Догони свое время
Шрифт:
Валёк, почесав наголо стриженый затылок, неуверенно сказал:
– Давай, может…
Посшибали мы головки эти, как Шамиль своим отступникам (мы только что прочитали «Хаджи-Мурата» Толстого и мыслили его образами), и стали их на скамеечке за домом рушить.
Перетолкли, как могли. И я с небольшой лесенки, цепляясь за водослив, кое-как рассыпал крошево на горячую от июльского солнца железную крышу – пусть дозревает, покурить мы ещё успеем!
Но, как говорится, ждать да догонять – дело нелёгкое.
После обеда теперь уже Валёк был на крыше:
– О,
– Подмоги подняться, ногу подвихнул!
У него в обоих кулаках шелуха с семечками.
Не разжимает.
– Сыпь сюда! – подставил я пригоршню.
Валёк освободил ладони:
– Держи! Пересыпь куда-нибудь!
Я высыпал уже довольно закуржавевшие, отвердевшие, размятые корзиночки на скамейку, потом поднял товарища и усадил рядом.
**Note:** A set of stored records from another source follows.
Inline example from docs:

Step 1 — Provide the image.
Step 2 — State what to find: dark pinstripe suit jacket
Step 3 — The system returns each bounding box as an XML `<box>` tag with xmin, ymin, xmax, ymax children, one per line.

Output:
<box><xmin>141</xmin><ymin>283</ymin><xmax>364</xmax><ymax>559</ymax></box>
– Теперь толочь будем! – говорит Валёк.
У нас дома была старинная незапамятных времён оловянная ступка, в которой мать для зимних примочек толкла зверобой, череду и другие полезные травы.
Вот эта ступка и нам пригодилась.
Принёс.
Сидим, перетираем на сменку порыжевшую на солнце шелуху с белёсыми махонькими зёрнышками.
Ничего, перетёрли.
– Тащи махорку!
Махорка у отца всегда хранилась в печной горнушке. Как настоящий курец со стажем, отец любил, чтобы махорка всегда была сухой. А какой же ей быть в тёплой пазухе печи?! Как порох!
Отца в доме не было.
Но я на этот раз промахнулся.
Отец, как потом оказалось, в такую жару ушёл спать на прохладный погребец в сенях. В потёмках за стеной я его и не заметил. Покрутился возле горнушки. Дома никого. Ну, я и взял кисет. Пузатый такой, со шнуровой перетяжкой.
Ничего, потом досыплю махорки, и никто не узнает.
Показываю другу. Тот потряс его на ладони и передал мне:
– Перемешай хорошо, чтобы лучше курилось!
Он всё попридерживает одной рукой ушибленное колено. Видно больно очень.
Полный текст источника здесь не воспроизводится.